Which was in the back of my head the whole time I was listening to this podcast.  See, there are things they tell you in the old country. Things about God and Jesus and how you treat your fellow man, about how important it is to do well in school, about how good it is that you’re smart. But that matters less than the unwritten rules: God is for whatever everyone else already believes, you don’t have to treat colored people the same as white ones, and – most importantly – never let your smart get in the way of being just like everyone else. Because the worst thing you can be if you want to participate in the South is different.

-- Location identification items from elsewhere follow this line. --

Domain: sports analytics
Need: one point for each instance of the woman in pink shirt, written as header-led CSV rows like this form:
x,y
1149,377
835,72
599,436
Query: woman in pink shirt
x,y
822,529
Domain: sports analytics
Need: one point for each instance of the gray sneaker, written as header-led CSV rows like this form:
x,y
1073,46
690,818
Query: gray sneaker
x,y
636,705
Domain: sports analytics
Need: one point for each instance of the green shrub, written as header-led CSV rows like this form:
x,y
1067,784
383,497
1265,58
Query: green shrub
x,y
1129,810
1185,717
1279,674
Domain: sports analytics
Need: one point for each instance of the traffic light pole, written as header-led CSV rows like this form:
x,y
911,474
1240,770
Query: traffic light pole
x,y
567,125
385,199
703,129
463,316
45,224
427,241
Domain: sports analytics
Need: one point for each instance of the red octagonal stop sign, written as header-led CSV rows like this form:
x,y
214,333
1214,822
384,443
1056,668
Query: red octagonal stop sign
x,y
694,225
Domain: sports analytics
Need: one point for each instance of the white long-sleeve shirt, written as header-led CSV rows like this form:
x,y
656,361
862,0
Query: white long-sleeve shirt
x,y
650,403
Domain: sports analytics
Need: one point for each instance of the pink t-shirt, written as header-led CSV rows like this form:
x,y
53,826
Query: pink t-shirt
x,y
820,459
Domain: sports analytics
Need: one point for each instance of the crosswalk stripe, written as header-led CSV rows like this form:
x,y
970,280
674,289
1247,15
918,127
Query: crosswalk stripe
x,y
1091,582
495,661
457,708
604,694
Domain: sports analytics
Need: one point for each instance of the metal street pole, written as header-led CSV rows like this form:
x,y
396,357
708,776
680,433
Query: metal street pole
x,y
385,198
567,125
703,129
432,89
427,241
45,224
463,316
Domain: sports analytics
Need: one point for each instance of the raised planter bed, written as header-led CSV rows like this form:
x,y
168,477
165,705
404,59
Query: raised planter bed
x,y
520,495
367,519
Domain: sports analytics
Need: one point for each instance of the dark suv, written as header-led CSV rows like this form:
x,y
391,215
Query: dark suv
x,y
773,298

And now here we are, after twenty-five years of the Southernization of national politics. The new unwritten rules are simple: our side wins no matter what and anything goes to make it happen. As one person put it, the Democrats and Republicans were playing a boardgames, the Republicans lit the house on fire, and the Democrats are still trying to win the boardgame. One side does whatever it wants, and fuck you if you think you can stop it, while the morons of the news media stare slack jawed and make goo goo eyes at cruise missile footage and say “BUT HER EMAILS” over and over as if they understood anything they were saying.

We might don’t make it back from the next four years. If we do, we might not recognize what we get back. But it is extremely crucial to understand one thing: the old ways are gone. There’s no going back to how things used to be. How we deal with that will determine what kind of a country we have in 2020, if any.